A large number of semiconductor devices are typically fabricated on a common semiconductor wafer having a diameter up to 12 inches or more and then are separated (i.e. singulated) for packaging as individual devices. These semiconductor devices, which can be integrated circuits (ICs), microprocessors, microelectromechanical systems (MEMS), microfluidic devices, sensors, etc., are conventionally singulated by saw cutting. The use of saw cutting requires a spacing (i.e. a street) between adjacent devices which are being singulated with this spacing being up to 100 microns or more wide; and this spacing limits the number of devices which can be fabricated from the semiconductor wafer. Additionally, saw cutting generates debris which can contaminate the devices or become lodged in moveable members of MEMS devices or in fluid channels of microfluidic devices. Furthermore, saw cutting must be performed along straight lines in a serial fashion one cut at a time; and this limits the shape of the devices to being square or rectangular and generally all of the same size. Saw cutting is also time since each saw cut must be carefully aligned with each street separating adjacent rows of devices to singulate the devices without damaging them. For all of the above reasons, conventional saw cutting is disadvantageous so that an advance in the art is needed to improve the singulation of devices from semiconductor wafers.
The present invention provides such an improvement in the art by providing a method for singulating one or more die from a semiconductor wafer (i.e. a semiconductor substrate) which relies on etching trenches from two opposite sides of the semiconductor wafer with a portion or all of the trench on one side of the semiconductor wafer being laterally offset from the trench on the other side of the semiconductor wafer. The trenches expose an oxide layer on the semiconductor wafer so that when the oxide layer between the trenches is etched away, the die will be singulated. The method can also provide a release fixture beneath the semiconductor wafer to receive and support the singulated die once the oxide layer is etched away between the trenches on each side of the semiconductor wafer.
The method of the present invention is compatible with standard semiconductor processes and allows all of the die on the semiconductor wafer to be singulated simultaneously in a parallel process without attachment to a handle wafer. This saves time and cost and also increases yield and performance by minimizing die handling and particulates which would otherwise occur if conventional sawing were used to singulate the die. This also eliminates adhesives which would otherwise be required to attach the die and the substrate from which the die are formed to the handle wafer, and additional cleaning steps that would be required to remove these adhesives from the singulated die.
The method of the present invention can be used to singulate die of an arbitrary shape, and can be used to form die with rounded corners.
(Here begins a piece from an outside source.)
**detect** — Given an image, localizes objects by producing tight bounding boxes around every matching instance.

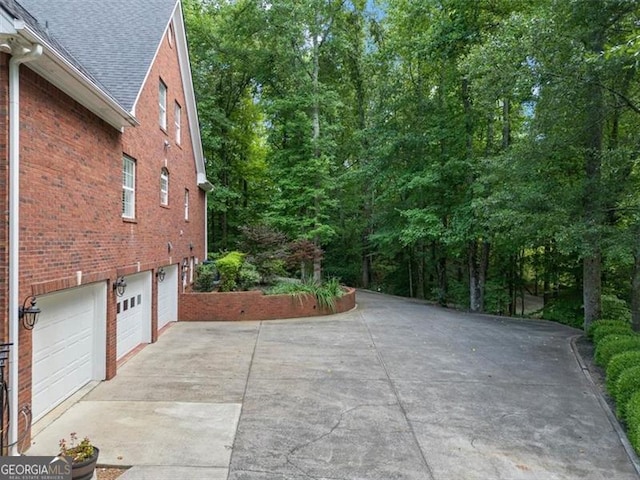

The method of the present invention can be used with silicon-on-insulator (SOI) substrates, or bulk silicon substrates having one or more oxide and polycrystalline silicon layers deposited thereon.
The method of the present invention can also be adapted to release features within one or more MEMS devices which are formed on the die. The offset between the trenches on each side of the substrate can be predetermined so that singulation of the die by etching away the oxide layer between the trenches will occur at a time shortly after release of features within the MEMS devices.
These and other advantages of the present invention will become evident to those skilled in the art.